Submitted to: IEEE/ACM Transactions on Computational Biology and Bioinformatics
Publication Type: Abstract Only
Publication Acceptance Date: 12/21/2007
Publication Date: 2/22/2008
Citation: Tuggle, C.K., Wang, Y.F., Couture, O.P., Qu, L., Uther, J.J., Kuhar, D.J., Lunney, J.K., Nettleton, D., Dekkers, J.C., Bearson, S.M. 2008. Bioinformatic integration of structural and functional genomics data across species to develop porcine inflammatory gene regulatory pathway information. IEEE/ACM Transactions on Computational Biology and Bioinformatics.

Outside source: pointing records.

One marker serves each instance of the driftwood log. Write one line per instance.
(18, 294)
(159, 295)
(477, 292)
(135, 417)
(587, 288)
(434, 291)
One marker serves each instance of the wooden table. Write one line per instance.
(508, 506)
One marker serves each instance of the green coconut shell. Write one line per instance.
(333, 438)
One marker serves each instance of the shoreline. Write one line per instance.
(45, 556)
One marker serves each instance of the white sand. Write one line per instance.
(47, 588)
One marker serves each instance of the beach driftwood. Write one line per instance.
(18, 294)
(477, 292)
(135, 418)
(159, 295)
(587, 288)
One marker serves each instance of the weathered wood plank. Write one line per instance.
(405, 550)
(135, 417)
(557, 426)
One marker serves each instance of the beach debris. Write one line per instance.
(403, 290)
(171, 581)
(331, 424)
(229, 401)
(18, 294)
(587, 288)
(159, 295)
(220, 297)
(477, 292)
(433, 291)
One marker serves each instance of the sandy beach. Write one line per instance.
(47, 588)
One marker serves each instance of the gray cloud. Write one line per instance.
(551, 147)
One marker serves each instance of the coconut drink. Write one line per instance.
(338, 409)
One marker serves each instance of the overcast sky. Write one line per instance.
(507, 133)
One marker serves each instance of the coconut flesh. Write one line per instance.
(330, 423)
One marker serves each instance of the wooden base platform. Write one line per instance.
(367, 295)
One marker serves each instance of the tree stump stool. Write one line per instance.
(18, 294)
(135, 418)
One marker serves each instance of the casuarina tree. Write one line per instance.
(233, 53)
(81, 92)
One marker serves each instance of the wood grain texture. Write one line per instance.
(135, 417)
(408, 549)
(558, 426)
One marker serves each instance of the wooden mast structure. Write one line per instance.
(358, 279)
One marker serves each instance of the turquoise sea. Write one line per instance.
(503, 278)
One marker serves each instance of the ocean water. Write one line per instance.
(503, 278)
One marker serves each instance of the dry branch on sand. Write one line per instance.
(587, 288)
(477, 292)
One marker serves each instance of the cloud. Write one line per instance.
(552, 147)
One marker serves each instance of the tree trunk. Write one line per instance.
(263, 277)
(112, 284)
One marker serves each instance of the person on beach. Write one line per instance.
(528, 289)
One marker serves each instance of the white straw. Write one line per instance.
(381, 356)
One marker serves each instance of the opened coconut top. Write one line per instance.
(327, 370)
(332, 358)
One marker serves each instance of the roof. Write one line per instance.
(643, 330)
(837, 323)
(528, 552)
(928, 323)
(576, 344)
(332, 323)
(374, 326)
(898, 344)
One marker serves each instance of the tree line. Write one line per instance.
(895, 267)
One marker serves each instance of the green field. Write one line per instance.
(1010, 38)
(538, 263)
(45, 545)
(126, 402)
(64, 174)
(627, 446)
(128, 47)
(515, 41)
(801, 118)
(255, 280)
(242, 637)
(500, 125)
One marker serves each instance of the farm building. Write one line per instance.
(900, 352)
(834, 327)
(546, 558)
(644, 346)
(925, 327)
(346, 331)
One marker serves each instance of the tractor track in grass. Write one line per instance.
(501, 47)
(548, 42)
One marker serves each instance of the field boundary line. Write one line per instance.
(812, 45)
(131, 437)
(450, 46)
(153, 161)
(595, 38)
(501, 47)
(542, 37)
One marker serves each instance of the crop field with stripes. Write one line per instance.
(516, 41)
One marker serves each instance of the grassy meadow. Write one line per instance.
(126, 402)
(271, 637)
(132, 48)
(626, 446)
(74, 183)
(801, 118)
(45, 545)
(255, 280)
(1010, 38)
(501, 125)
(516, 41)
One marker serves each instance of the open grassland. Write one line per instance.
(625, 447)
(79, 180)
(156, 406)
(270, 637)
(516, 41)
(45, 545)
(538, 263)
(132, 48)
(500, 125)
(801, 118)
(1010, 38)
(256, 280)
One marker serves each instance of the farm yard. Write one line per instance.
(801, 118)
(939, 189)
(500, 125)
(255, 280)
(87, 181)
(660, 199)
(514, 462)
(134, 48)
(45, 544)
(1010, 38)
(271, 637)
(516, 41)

Technical Abstract: Integration of structural and functional genomic data across species holds great promise in finding genes controlling disease resistance. We are investigating the porcine gut immune response to infection through gene expression profiling. We have collected porcine Affymetrix GeneChip data from RNA prepared from mesenteric lymph node of swine infected with either Salmonella enterica serovar Typhimurium (ST) or S. Choleraesuis (SC) for 0, 8, 24, 48 or 504 hours post-inoculation (hpi). In total, we identified 2,365 genes with statistical evidence for differential expression (DE; p < 0.01, q < 0.26, fold-change > 2) between at least two time-points. Comparative Gene Ontology analyses revealed that a high proportion of annotated DE genes in both infections are involved in immune and defense responses. Hierarchical clustering of expression patterns and annotations showed that 27% (22 of 83) of the genes upregulated from 8-24 hpi in SC infection are known NFkB targets. Real-time QPCR analyses confirmed 90% of tested genes. We then collected the sequences of human genes orthologous to the DE genes and used TFM-Explorer to identify a set of 52 gene promoters with significant over-representation of NFkB DNA-binding motifs. Eighteen known NFkB target genes are in this list; we hypothesize the remaining 34 genes are un-recognized NFkB targets. Integration of these results and verification of putative target genes will increase our understanding of the porcine response pathways responding to bacterial infection.